UNSW Sydney researchers have developed a new method to monitor how solar cells are damaged by ultraviolet (UV) light and how they can naturally recover, offering potential improvements for solar panel manufacturing.
The team, led by Scientia Professor Xiaojing Hao, devised a microscopic monitoring technique that allows engineers to observe chemical changes in high-efficiency silicon solar cells in real time.
In a university release, researchers said this could help manufacturers test and certify panels more accurately and efficiently.
“This new method can be used directly on the production line to quickly check how well solar cells resist UV damage, making it useful for future quality control during manufacturing,” Professor Hao said.

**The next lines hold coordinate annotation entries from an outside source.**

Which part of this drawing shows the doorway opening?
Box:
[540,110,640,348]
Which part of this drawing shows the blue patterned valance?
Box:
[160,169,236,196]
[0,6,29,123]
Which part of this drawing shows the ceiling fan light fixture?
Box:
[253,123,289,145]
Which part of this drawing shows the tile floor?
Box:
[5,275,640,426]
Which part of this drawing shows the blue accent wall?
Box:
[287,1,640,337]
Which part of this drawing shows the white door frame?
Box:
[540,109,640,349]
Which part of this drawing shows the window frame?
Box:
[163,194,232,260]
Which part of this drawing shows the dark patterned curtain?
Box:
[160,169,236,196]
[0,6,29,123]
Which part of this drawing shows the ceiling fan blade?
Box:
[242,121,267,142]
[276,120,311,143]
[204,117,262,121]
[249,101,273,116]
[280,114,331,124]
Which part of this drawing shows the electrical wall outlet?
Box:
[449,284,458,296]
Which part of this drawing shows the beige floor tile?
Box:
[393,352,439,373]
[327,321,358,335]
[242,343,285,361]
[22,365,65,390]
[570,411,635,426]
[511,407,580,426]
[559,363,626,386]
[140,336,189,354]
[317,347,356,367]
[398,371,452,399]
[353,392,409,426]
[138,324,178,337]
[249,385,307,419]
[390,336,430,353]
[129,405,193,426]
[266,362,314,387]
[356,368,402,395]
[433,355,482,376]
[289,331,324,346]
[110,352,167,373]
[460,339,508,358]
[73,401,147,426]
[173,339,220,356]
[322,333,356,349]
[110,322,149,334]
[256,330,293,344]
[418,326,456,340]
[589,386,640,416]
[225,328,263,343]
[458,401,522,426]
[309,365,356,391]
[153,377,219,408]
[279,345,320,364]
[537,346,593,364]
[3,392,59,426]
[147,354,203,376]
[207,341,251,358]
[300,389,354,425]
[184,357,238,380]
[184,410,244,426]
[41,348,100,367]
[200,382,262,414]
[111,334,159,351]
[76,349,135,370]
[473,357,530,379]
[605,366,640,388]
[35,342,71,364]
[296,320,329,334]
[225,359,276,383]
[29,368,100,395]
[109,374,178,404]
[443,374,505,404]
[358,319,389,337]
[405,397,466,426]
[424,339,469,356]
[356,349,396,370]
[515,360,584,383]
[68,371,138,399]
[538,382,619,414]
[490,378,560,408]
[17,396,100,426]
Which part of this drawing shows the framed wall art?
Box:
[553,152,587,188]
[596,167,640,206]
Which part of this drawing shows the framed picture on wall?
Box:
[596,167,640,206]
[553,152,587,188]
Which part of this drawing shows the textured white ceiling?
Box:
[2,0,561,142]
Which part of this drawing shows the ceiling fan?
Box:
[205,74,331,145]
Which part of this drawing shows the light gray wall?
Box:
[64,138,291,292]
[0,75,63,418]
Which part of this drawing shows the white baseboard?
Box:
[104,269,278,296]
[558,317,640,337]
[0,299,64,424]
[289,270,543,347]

Silicon solar cells gradually lose efficiency due to UV-induced degradation, with some studies showing up to a 10 per cent drop after accelerated testing equivalent to 2,000 hours of sun exposure. While previous research noted that some performance could recover under normal sunlight, the underlying material changes had remained unclear.
The UNSW team, including Dr Ziheng Liu, Dr Pengfei Zhang, and Dr Caixia Li, used ultraviolet Raman spectroscopy to observe molecular changes without damaging the cells.
The technique revealed that UV light temporarily alters chemical bonds involving hydrogen, silicon, and boron near the cell surface. When exposed to normal light, these bonds can repair themselves, restoring the material at an atomic level.
“This confirms that recovery is not just an electrical effect,” Dr Liu said. “The material itself is repairing at the atomic level.”
The monitoring method has implications for solar manufacturing, where traditional UV testing can take days or weeks and may overstate degradation.
By distinguishing between reversible and permanent changes, the method could help manufacturers improve quality control, screen materials, and refine panel designs before full-scale production.
“This work gives us a clearer picture of how solar cells behave in the real world,” Professor Hao added. “With better monitoring tools, we can design better tests, better panels, and ultimately more reliable solar energy systems.”
The research was published in Energy & Environmental Science and supported by the ARC Research Hub for Photovoltaic Solar Panel Recycling and Sustainability.